Those who have contributed to the technology education field for many years are known for their teaching, written work, presentations, research, and recognition received from professional groups. The selected individuals who are highlighted here have shown outstanding leadership ability as educators early in their careers.

This list is by no means inclusive. There are many other professionals in the field with similarly impressive qualifications.

Individuals who want to recognize other technology educators with outstanding qualifications should forward their vitae and a sponsoring letter to ITEA for consideration.

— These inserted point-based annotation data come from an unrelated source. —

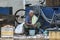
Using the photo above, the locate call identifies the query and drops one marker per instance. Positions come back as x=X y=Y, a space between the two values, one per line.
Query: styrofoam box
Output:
x=7 y=31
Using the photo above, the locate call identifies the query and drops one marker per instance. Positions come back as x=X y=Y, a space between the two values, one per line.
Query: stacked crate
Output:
x=7 y=33
x=53 y=3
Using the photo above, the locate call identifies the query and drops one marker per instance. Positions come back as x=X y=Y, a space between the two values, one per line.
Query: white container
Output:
x=7 y=31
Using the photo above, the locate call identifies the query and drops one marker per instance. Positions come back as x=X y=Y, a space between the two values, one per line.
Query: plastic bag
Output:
x=19 y=29
x=34 y=19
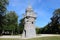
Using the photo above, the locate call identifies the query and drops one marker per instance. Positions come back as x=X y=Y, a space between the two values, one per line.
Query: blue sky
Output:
x=43 y=8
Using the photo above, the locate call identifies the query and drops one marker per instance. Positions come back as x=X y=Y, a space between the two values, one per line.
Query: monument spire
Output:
x=29 y=19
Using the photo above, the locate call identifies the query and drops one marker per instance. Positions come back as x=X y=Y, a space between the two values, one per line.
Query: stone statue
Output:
x=29 y=27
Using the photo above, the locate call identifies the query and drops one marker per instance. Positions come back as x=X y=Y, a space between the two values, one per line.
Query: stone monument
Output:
x=29 y=27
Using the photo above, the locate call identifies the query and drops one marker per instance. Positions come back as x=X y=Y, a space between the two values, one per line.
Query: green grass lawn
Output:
x=42 y=38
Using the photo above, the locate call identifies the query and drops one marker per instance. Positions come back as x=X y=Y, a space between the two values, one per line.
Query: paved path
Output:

The leaders of our field are our future; we should promote and encourage them to realize their potential.

John W. Hansen, Ph.D.
Associate Dean
College of Technology
University of Houston
Houston, Texas

Dr. Hansen's preparation for serving in academia began as an "at-risk" high school student. Close to dropping out of school, he enrolled in several industrial arts courses where he found something that he had never experienced in the classroom, success and self-esteem. Instead of dropping out, he became an "A" student, graduated tenth in his class, and received two awards for academic achievement in industrial arts. He attributes this success to his industrial arts instructors who wanted to make a difference in the lives of their students. Dr. Hansen's core value is to make a difference in the lives of his students and the students who are touched by the teachers he helps.

After receiving his Master's degree from California State University, Fresno, Dr. Hansen accepted a teaching assignment in central Africa in a technical high school. He soon became the principal of the school and established it as a regional provider of a quality technical education.

Upon completion of his Ph.D. from the University of Minnesota, Dr. Hansen became an associate professor in the College of Technology at the University of Houston where he immediately became involved in revising the technology education curriculum in Texas.

His leadership in technology education is manifested in his research and publication in Texas. His research efforts have resulted in the establishment of the Technology Education Standards for Texas public schools, which is a new and innovative approach to developing the technological literacy of the youth of Texas. He has given multiple presentations at state and national conferences, written in professional journals, is actively involved in developing instructional resources, has developed approximately $1,300,000 in funding towards the statewide revision of the technology education curriculum and instructional resources, and hosts the www.texastechnology.com website. Dr. Hansen currently serves as chair of the membership committee for CTTE.

Dr. Hansen's research interests revolve around the development of pre-college curricula for developing the ability of future generations to adopt, adapt, or invent solutions to current and future problems that will ensure sustainable economic development. He is passionately concerned about the ability of our youth to make informed technological decisions. He has established the Center for Technological Literacy at the University of Houston to provide a research base for technological literacy and to promote technological literacy as a powerful means for: (1) achieving personal and shared goals, (2) alleviating human suffering and promoting social justice, and (3) evaluating and deciding on appropriate courses of action.

Chris Merrill, Ph.D.
Assistant Professor
Department of Industrial
Technology
Technology Education
Program
Illinois State University
Normal, IL

For the past nine years, Dr. Merrill has been teaching technology education at the high school and university levels. After earning his doctorate at The Ohio State University, he accepted a position teaching at Illinois State University, where, in addition to faculty responsibilities, Dr.